Every morning I run by this cemetery and ponder the lives of those who were laid to rest here. This country is covered in tall grasses, and there is a path worn by many kinds of feet. Ball cactus blooms burst open, wild sweet roses, delicate pink and robust yellow and white iris stand in bunches and batches. The old gate was rusted and looking around there are stone markers, dates, names, verses and one small stone with a carved lamb curled around the top.
I am drawn through the gate to this one–a child, a boy who barely touched this Earth, then left. He shouldn’t have gone, being loved so much even as he was torn from the fabric of their lives. This stone, old and crumbling is all they had of him.
There are many young children, babies buried here. The years are 1800’s and I think about the lack of medicine, medical attention out here and in that time. There are mothers and babies side-by-side, clearly having died in childbirth. One whole family of children who all died the same day–we’ve heard it was a fire.
It is a place of rest. The stories of the lives are loud and want to be heard.

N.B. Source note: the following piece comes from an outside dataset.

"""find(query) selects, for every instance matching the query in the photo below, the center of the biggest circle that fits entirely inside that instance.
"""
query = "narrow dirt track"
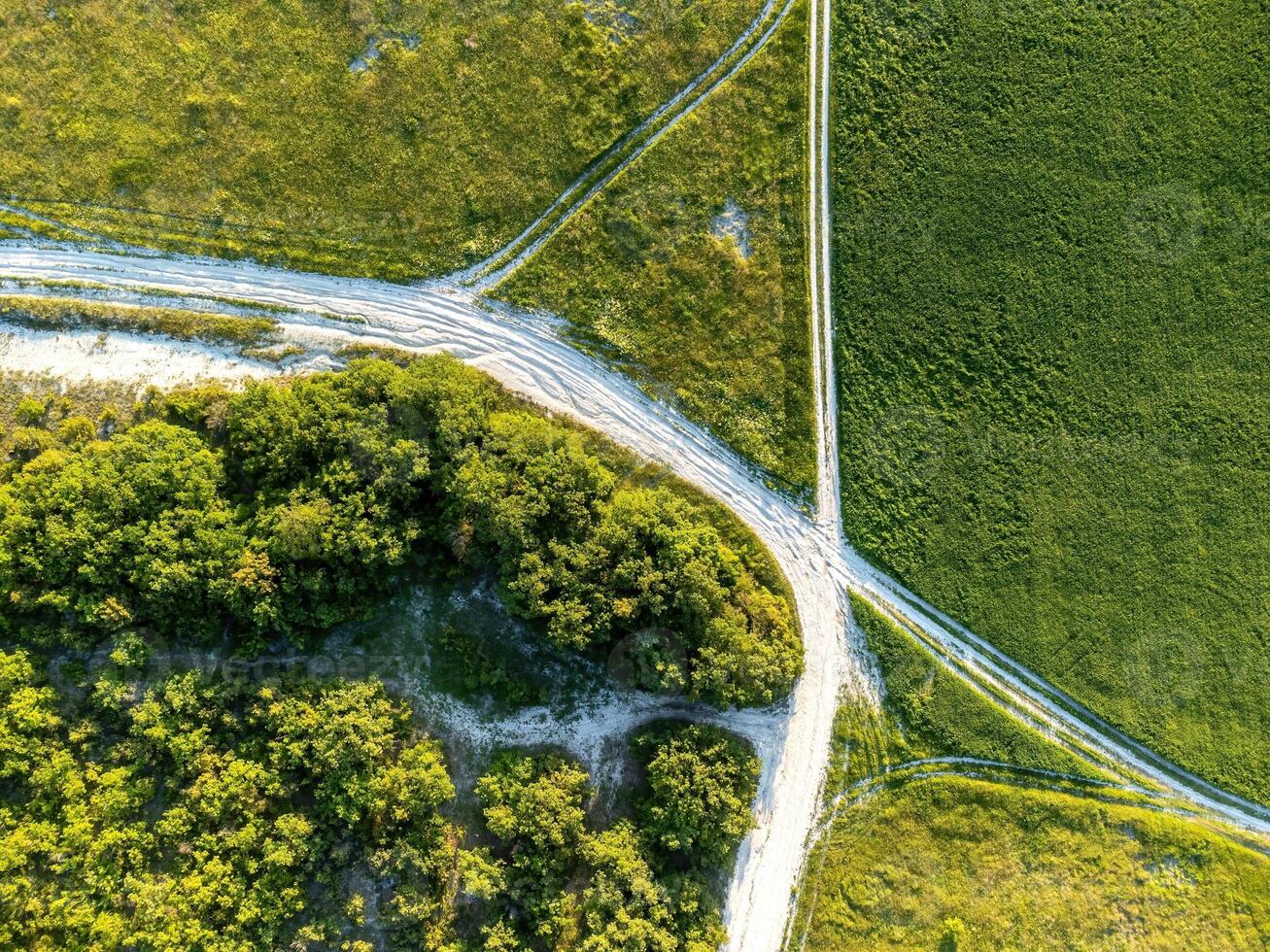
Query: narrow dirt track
(526, 353)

I find myself wishing, in the dawn, that someone was here to tell me about these people and how they lived.
I turn there, stretch a bit, and run home with the shorn golden stubble shining as the sun comes over the horizon.
I feel those same things when I drive by a cemetery. I used to walk Yum Yum and B.G. through the cemetery by our old house on 48th Ave. The gate on our side was broken so I could just walk the dogs in that way. So many markers on that north side dated to the flu epidemic back in the early 1900s. So many Omahans gone at once…most of those markers were eroded by wind and time. But I’ll bet there are stories that long to be told.